Ernährung in Gefahr
Die Klimakrise droht Hungerkrisen in den kommenden Jahrzehnten zu verschärfen. Und bereits heute hat das veränderte Klima Einfluss auf die Produktion von Lebensmitteln weltweit.

Hunger und Ernährungsunsicherheit sind noch immer weit verbreitete Probleme – knapp drei Milliarden Menschen können sich aktuell keine gesunde Ernährung leisten. Sicher ist: Die Klimakrise wird diese Situation verschärfen. Laut Schätzungen des Weltklimarats (Intergovernmental Panel on Climate Change – IPCC) könnten im Jahr 2050 bis zu 183 Millionen weitere Menschen aufgrund von Klimafolgen Hunger leiden.
Schon jetzt wirkt sich die Klimakrise direkt auf die Produktion von Nahrungsmitteln aus: So hat am Horn von Afrika seit dem Jahr 2020 eine langjährige Dürre Ernten und Weideland für Nutztiere zerstört. Im Jahr 2022 verwüsteten die historischen Regenfälle und Überschwemmungen in Pakistan nicht nur Felder, sondern auch wichtige Infrastrukturen wie Lager und Transportwege für Nahrungsmittel. Und auch in Deutschland, etwa in Brandenburg, gefährdet wiederkehrende Trockenheit jedes Jahr die angebauten Nutzpflanzen. Neben Extremwetterereignissen, die durch die Klimakrise immer wahrscheinlicher werden, stellen vor allem die zeitlichen Verschiebungen von Regenfällen und Trockenzeiten die Landwirtschaft vor Herausforderungen. Das veränderte Klima begünstigt außerdem den häufigeren Befall der Feldfrüchte mit Schädlingen.

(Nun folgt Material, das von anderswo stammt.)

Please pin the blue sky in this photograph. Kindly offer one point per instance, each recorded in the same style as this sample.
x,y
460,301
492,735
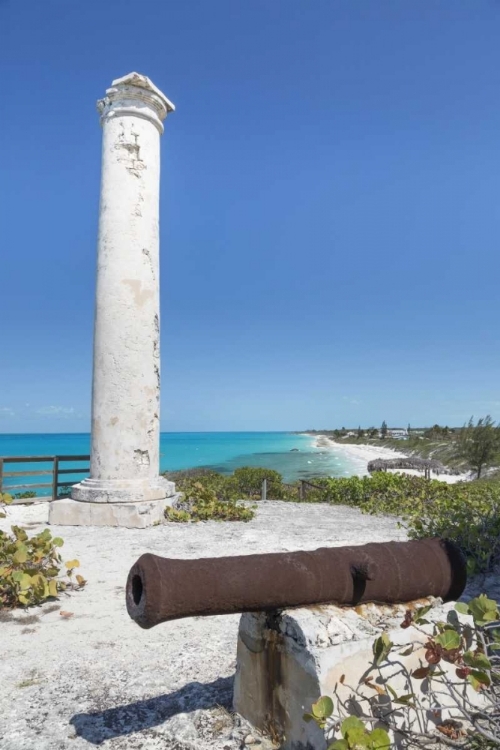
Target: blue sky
x,y
330,208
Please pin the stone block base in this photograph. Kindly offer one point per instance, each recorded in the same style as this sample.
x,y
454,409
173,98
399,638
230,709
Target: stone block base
x,y
138,515
287,660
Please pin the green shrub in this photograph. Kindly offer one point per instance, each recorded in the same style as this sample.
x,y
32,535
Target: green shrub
x,y
415,716
244,484
201,503
30,566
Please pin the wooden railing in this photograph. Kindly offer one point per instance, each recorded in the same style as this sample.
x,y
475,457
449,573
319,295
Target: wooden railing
x,y
54,472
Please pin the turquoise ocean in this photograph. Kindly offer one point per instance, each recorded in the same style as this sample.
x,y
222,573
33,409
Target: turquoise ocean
x,y
295,456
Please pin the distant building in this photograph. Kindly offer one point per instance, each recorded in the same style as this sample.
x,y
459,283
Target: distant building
x,y
398,433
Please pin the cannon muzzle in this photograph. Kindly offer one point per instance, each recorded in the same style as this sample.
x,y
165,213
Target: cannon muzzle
x,y
161,589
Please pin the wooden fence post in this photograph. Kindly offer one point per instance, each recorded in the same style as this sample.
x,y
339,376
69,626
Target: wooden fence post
x,y
55,477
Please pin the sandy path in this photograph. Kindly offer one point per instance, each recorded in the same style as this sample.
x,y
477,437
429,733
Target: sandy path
x,y
98,679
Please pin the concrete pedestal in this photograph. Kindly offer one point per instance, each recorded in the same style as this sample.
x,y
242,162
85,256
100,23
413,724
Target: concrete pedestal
x,y
288,660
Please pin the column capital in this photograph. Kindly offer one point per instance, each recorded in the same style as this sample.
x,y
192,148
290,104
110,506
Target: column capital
x,y
137,96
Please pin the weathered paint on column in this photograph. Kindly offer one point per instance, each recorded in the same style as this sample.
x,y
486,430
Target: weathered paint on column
x,y
126,375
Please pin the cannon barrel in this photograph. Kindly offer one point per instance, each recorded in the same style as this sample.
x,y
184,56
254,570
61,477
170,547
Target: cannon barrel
x,y
161,589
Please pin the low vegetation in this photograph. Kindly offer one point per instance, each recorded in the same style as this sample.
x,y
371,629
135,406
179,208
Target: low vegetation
x,y
30,567
209,496
436,704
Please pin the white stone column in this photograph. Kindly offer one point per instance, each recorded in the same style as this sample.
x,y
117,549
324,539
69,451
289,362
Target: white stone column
x,y
124,465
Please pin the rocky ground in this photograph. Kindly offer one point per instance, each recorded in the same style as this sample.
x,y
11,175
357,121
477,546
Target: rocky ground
x,y
95,678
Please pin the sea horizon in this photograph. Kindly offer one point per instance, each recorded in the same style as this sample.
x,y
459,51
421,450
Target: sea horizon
x,y
294,454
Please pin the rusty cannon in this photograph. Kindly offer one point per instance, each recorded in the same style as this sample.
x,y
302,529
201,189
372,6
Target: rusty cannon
x,y
161,589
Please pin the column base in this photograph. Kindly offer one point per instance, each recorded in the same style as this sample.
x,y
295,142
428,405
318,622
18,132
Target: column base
x,y
126,503
128,515
121,490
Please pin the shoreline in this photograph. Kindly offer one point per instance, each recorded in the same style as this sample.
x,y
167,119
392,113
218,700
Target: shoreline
x,y
364,453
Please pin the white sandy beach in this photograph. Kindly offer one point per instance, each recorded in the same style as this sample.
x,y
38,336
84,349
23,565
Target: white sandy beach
x,y
366,453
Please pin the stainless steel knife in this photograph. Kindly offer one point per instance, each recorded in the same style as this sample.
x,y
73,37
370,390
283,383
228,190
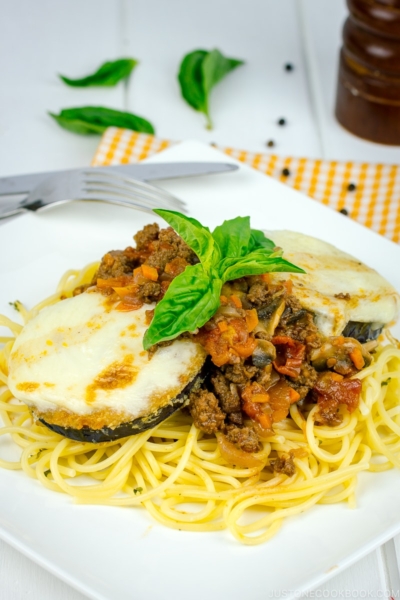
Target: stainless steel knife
x,y
23,184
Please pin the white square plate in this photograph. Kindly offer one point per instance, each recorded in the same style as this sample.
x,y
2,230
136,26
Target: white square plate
x,y
115,553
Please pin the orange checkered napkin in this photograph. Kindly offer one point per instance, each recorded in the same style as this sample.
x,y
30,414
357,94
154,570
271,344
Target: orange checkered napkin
x,y
370,193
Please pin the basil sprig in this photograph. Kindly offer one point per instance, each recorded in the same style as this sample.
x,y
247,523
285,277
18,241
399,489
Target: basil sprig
x,y
231,251
199,72
108,74
88,120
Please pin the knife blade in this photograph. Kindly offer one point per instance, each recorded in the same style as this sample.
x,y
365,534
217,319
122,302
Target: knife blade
x,y
23,184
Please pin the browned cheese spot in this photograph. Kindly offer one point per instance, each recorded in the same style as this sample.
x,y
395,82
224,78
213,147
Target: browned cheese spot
x,y
95,420
27,386
119,374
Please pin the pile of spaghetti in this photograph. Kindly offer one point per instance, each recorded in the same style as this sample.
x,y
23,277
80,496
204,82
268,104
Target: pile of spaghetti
x,y
178,473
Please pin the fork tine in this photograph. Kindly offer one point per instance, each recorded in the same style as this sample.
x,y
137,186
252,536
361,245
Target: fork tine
x,y
128,184
123,201
154,201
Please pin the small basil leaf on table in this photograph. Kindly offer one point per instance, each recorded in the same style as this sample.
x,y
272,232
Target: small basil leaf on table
x,y
197,237
190,301
95,120
191,80
108,74
199,72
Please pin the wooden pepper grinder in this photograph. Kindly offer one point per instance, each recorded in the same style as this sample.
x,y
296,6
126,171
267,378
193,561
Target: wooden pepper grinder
x,y
368,92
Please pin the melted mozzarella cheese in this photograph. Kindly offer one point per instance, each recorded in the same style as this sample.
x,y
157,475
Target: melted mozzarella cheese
x,y
337,287
83,356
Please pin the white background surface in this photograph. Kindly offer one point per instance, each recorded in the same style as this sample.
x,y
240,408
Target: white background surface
x,y
39,39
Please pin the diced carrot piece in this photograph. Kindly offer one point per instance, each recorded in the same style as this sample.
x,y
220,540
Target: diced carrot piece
x,y
288,285
236,301
293,395
150,272
261,398
265,421
251,319
357,358
336,376
246,349
126,307
128,290
266,278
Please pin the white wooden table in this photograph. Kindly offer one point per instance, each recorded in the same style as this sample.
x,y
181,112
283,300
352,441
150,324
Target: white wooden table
x,y
42,38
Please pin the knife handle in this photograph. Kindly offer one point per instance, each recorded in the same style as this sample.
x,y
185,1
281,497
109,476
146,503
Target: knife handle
x,y
8,208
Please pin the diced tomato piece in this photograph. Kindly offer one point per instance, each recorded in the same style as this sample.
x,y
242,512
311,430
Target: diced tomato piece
x,y
290,355
236,301
281,396
150,272
251,319
122,281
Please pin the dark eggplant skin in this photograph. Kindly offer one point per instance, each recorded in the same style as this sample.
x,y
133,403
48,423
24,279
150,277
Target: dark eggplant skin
x,y
106,434
363,332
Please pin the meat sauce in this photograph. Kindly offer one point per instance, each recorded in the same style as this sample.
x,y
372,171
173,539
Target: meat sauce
x,y
265,351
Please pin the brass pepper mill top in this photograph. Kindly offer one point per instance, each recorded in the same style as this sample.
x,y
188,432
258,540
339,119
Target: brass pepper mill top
x,y
368,91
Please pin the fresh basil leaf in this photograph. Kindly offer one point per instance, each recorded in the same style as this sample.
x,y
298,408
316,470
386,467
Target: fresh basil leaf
x,y
259,240
190,301
215,67
199,72
195,235
109,74
191,80
95,120
256,263
233,236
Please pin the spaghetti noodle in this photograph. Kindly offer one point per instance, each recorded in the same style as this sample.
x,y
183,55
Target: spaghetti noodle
x,y
178,474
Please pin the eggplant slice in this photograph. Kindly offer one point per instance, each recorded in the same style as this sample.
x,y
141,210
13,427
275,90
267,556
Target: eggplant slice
x,y
363,332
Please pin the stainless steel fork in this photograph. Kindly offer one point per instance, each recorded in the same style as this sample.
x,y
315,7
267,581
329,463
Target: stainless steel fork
x,y
94,184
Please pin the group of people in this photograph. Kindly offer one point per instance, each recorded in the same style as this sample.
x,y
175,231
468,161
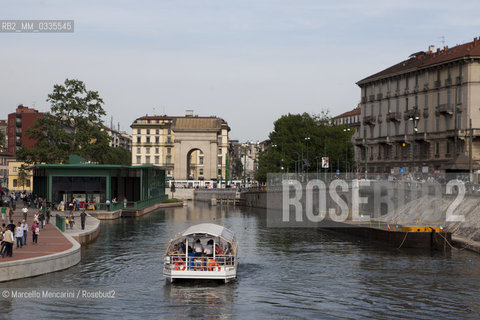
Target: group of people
x,y
11,233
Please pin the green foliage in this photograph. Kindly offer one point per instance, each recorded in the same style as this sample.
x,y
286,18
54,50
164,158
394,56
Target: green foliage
x,y
237,169
292,152
73,126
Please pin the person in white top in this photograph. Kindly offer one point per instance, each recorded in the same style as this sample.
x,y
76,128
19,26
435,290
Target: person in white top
x,y
198,248
25,232
19,234
209,248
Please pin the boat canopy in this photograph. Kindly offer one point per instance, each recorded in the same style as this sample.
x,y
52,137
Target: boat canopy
x,y
211,229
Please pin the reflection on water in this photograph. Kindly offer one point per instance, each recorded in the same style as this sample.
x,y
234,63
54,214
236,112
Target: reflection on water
x,y
282,273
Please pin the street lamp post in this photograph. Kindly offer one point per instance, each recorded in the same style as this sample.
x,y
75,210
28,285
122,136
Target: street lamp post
x,y
346,151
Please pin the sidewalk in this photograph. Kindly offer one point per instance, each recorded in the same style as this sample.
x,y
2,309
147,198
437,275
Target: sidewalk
x,y
50,240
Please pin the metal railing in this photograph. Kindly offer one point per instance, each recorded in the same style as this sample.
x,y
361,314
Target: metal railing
x,y
179,262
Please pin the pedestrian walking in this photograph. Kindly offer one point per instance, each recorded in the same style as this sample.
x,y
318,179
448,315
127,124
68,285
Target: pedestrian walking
x,y
8,239
25,232
48,213
35,232
83,217
25,212
19,235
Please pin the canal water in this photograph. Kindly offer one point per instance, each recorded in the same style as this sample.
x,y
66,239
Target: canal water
x,y
283,274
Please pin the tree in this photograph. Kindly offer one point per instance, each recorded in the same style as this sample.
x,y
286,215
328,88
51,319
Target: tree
x,y
73,126
298,142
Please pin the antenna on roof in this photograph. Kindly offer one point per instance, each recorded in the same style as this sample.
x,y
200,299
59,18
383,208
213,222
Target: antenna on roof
x,y
442,40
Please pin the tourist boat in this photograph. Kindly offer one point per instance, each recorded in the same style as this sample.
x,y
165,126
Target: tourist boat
x,y
203,251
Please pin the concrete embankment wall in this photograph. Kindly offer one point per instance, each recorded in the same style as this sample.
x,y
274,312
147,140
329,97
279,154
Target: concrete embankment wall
x,y
410,209
180,193
40,265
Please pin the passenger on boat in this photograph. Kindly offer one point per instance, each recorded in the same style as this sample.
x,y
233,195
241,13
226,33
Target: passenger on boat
x,y
209,248
198,248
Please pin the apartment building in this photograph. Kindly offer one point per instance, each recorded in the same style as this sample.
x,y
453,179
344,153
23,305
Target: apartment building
x,y
416,115
188,147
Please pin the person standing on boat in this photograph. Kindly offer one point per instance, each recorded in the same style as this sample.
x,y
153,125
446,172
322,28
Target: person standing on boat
x,y
198,248
209,248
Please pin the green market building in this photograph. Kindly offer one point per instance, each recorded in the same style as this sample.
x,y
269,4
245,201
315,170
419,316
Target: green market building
x,y
98,183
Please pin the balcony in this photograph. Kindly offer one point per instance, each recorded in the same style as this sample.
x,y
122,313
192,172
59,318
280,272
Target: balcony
x,y
412,113
445,109
425,113
369,120
394,116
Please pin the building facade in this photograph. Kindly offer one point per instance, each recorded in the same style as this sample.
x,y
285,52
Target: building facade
x,y
416,115
17,182
189,147
351,121
18,123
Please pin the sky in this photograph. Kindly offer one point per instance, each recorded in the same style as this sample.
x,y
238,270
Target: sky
x,y
246,61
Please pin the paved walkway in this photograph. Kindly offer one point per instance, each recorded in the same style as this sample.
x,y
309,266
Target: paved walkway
x,y
50,240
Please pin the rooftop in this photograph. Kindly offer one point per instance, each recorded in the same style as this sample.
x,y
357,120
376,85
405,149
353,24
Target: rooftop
x,y
420,60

Klimafolgen für das gesamte Ernährungssystem
Die Klimakrise wirkt sich auf alle Dimensionen von Ernährungssicherheit aus: Knappe Ernten und steigende Preise führen dazu, dass gesunde Ernährung für viele Menschen nicht mehr erschwinglich ist. Auch die Qualität und der Nährstoffgehalt von Lebensmitteln können durch veränderte Wachstumsbedingungen abnehmen, was einen Mikronährstoffmangel bewirken kann.
Darüber hinaus verstärkt die Klimakrise bereits bestehende Bedrohungen für die globale Ernährungssicherheit, wie bewaffnete Konflikte, Vertreibung und Wasserknappheit. Die Klimakrise ist eine so große Bedrohung der Ernährungssicherheit, weil sie auf ein dysfunktional aufgestelltes Ernährungssystem trifft. Denn eigentlich werden genug Kalorien produziert, um alle Menschen zu ernähren, aber die Verteilung der verfügbaren Nahrung ist ineffizient und sozial ungerecht. Gerade Frauen, Kinder und andere benachteiligte Gruppen sind besonders häufig von Ernährungsunsicherheit betroffen. Durch zunehmende Ressourcenknappheit wird die Klimakrise diese Verteilungsfragen verschärfen.
Kurz- und langfristige Maßnahmen sind gefragt

Ohne die Bekämpfung struktureller Ursachen von Hunger und Mangelernährung werden Klimafolgen für die menschliche Ernährung noch gravierender ausfallen. Neben kurzfristiger humanitärer Hilfe bei ausgefallenen Ernten und Extremwetterereignissen, wie sie unter anderem das Welternährungsprogramm der Vereinten Nationen (World Food Programme – WFP) leistet, braucht es also vor allem ein Umdenken in der Produktion und Verteilung von Nahrung, um Ernährung langfristig auf umweltschonende und sozial gerechte Weise zu sichern. Fairness gegenüber Produzentinnen und Produzenten sowie die Förderung vielfältiger Anbauprodukte sind dabei grundlegend.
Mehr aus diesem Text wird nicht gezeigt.